We’ve spent a lot of time in nature this trip, haven’t turned on a TV. It’s been lovely. All the beauty of the parks seems to bring out the best in people. They’ve been for the most part decent and helpful and kind. Even the rural people in stores and shops have been friendly (almost to the point of creepy if you’re used to everyone scowling all the time) despite the increase in Trump signs everywhere.
 
And yet, there’s a lot of abandoned buildings in the towns around the parks, near the less-popular beaches, outside the places that have reinvented themselves for the tourist trade. Abandoned places because foreign investors haven’t bought the property, no one’s needed the land, because the town is dying.
 
Economic instability, environmental instability, can drive a lot of hate through fear. Trump takes that fear and gives it a brown face, an avatar for people to channel their fear through, to blame since punching down feels easier than punching up. The corporations and banks who tanked the economy, collapsed housing, ruined fishing ground with runoff and oil pollution…they’re too big and powerful and abstract (and yes, in many cases, white,) for people to feel as though their anger gets them anywhere. They feel powerless to stop those forces, so they focus on the smaller, the weaker, the “welfare queens” and the field workers who are “taking jobs.” It feels easier to stop a woman with six kids from getting WIC than stop Congress from buying another tank no one in the military wants.
 
But all that fear, channeled, gains power under pressure like water forced through a hose. And it’s coming out And it’s scary. And it’s attacking innocent people.
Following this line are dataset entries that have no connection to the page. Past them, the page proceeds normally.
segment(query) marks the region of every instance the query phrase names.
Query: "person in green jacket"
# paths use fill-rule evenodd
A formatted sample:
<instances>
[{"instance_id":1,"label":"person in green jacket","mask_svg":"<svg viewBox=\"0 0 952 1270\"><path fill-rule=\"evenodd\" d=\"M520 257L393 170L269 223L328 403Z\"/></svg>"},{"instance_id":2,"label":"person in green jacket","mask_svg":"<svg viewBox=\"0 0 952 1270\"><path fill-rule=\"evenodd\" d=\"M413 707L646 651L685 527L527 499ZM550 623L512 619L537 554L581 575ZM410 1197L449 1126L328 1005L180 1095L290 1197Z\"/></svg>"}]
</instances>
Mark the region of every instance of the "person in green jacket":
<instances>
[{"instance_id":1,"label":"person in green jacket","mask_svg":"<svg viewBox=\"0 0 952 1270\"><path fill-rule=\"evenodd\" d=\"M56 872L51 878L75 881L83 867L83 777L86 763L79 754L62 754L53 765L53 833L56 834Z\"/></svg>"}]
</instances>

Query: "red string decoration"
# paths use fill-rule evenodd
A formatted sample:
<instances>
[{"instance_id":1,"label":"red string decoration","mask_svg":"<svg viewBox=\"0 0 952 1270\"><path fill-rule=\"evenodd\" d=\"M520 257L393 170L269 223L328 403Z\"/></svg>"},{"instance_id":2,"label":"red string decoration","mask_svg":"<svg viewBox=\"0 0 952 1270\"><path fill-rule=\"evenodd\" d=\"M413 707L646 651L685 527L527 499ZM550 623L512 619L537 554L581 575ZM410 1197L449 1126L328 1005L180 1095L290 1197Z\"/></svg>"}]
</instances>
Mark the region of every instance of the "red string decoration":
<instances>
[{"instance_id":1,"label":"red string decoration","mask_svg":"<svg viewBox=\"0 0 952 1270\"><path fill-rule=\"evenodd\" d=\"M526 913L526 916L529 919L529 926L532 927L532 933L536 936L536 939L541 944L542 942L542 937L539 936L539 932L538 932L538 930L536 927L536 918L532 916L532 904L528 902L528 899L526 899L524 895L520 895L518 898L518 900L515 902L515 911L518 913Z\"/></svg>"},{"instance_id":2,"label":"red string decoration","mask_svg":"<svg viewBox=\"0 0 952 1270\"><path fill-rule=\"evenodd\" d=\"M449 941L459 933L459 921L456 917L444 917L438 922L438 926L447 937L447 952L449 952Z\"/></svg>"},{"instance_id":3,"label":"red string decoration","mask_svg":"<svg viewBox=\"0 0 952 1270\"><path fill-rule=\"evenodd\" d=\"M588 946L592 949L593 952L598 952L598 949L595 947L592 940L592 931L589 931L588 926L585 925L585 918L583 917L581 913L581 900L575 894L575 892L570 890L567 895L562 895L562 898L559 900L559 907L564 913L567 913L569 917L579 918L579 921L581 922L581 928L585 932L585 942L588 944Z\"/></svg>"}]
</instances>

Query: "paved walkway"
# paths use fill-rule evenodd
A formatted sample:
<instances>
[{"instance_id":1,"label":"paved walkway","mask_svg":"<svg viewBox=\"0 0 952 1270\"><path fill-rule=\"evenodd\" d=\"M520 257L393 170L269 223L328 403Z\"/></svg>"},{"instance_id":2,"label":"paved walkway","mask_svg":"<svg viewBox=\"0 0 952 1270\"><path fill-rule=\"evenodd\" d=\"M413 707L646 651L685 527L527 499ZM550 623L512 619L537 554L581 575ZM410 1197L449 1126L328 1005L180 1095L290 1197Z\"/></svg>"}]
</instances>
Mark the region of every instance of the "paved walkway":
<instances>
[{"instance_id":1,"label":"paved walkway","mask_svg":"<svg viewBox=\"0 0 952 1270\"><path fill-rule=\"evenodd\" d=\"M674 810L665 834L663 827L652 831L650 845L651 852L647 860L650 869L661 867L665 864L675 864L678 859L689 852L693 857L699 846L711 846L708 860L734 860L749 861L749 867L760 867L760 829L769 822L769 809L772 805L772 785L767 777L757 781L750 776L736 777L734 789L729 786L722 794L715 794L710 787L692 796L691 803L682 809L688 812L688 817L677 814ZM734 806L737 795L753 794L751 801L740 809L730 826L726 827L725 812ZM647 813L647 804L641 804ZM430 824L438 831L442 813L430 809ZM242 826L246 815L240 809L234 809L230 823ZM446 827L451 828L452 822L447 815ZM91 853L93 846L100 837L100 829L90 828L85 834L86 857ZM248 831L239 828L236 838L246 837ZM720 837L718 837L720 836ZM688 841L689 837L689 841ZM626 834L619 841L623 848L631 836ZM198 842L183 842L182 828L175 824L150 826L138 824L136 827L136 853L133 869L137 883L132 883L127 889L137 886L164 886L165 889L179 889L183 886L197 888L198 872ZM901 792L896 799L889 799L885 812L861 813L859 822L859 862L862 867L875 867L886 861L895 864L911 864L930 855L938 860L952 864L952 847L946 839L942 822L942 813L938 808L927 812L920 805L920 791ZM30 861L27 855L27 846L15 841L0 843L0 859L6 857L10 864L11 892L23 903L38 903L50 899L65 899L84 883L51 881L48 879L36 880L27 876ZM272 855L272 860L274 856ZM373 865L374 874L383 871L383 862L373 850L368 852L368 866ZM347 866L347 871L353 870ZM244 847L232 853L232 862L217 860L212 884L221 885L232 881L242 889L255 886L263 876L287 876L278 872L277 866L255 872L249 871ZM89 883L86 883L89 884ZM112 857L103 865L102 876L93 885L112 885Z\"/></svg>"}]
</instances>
And it’s placing blame all over, rubbing it on the guilty and the not like a kid with sticky fingers and a penchant for hugging.
 
If we don’t learn to love each other soon, don’t get our asses into nature and see the beauty of our world, don’t talk to one another without shouting or hate, don’t stop blaming one another and raise our collective voices against those who do real harm against us, I worry we’re destined to explode.